The --results option takes a series of one or more specifiers that define how to map the annotations from GATE Cloud into columns in the output CSV. They are a kind of "controlled language" designed to be unambiguous but still human-readable.

Each specifier starts with the name of an annotation type, e.g. "Person" or "Hashtag", and there are two basic types of option:

  • "Content" options that extract text or features from each annotation of that type
  • "Summary" options that give a single piece of information about all annotations of that type in the text

The simplest configuration option is just the annotation type on its own, e.g. Person - this finds all the spans of text from the input that are annotated as this type, and returns them as a single string separated by semicolons. But this is a special case of a more general configuration of [AnnotationType] [pattern]. The pattern is made up of words separated by spaces or punctuation, and each word represents a feature name - the special feature name text represents the span of text covered by the annotation (so the simple case Person is just shorthand for Person text). The pattern is filled in for each annotation using the values of the relevant features, and the resulting strings are joined by semicolons to produce the final result. This is more easily explained by examples:

  • Person or Person text produces the text covered by each Person annotation, e.g. "John Brown" or "Mary"
  • Person text (gender) adds the "gender" feature in parentheses, e.g. "John Brown (male)", "Mary (female)"
  • Mention STY (an example from Bio-YODIE) extracts the "STY" feature of each Mention annotation, which in this case is the semantic type such as "Disease or Syndrome", "Phamacologic Substance", etc.
  • The modifier as % is available for features like confidence scores that are numbers between 0 and 1, to convert the number to a percentage between 0 and 100.
  • Any feature names that contain spaces or punctuation (other than - or _) should be surrounded with square brackets in the pattern, i.e. [some feature].

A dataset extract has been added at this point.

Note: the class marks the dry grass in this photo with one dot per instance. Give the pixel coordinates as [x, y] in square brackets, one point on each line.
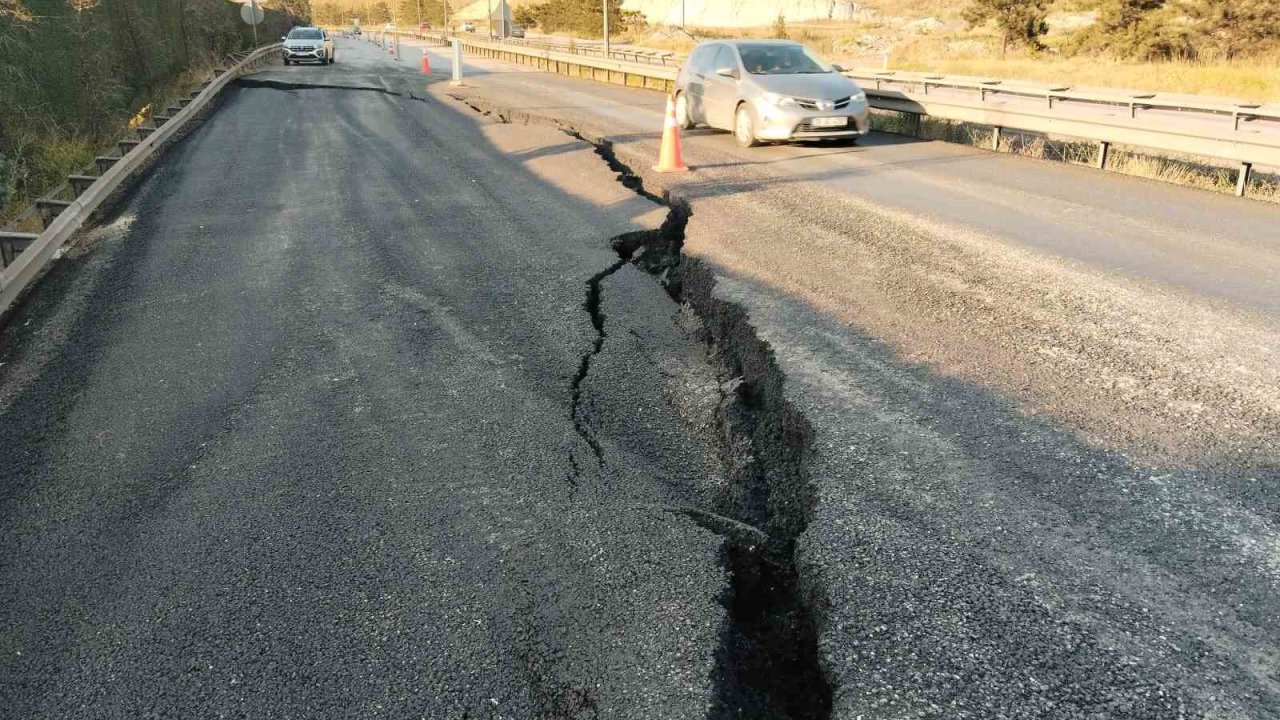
[1175, 171]
[44, 155]
[1253, 80]
[974, 53]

Sometimes you simply want to know whether or not a text contains any mentions of a given annotation type, or just the number of mentions rather than the data from each individual one. The following summary configurations are currently available:

  • AnnotationType present? - 1 if there are any mentions of this annotation type found in the text, 0 otherwise
  • AnnotationType #count - the number of mentions of an annotation type

Many of the standard GATE Cloud services have pre-defined standard specifiers that you can find by running

python service_details.py https://cloud-api.gate.ac.uk/process/...

with the appropriate API endpoint. If the particular service you want does not have pre-defined specifiers, this command will at least show you which annotation types are available; you will need to experiment with the "test this pipeline" tool on GATE Cloud to determine exactly what feature patterns are appropriate for such a service.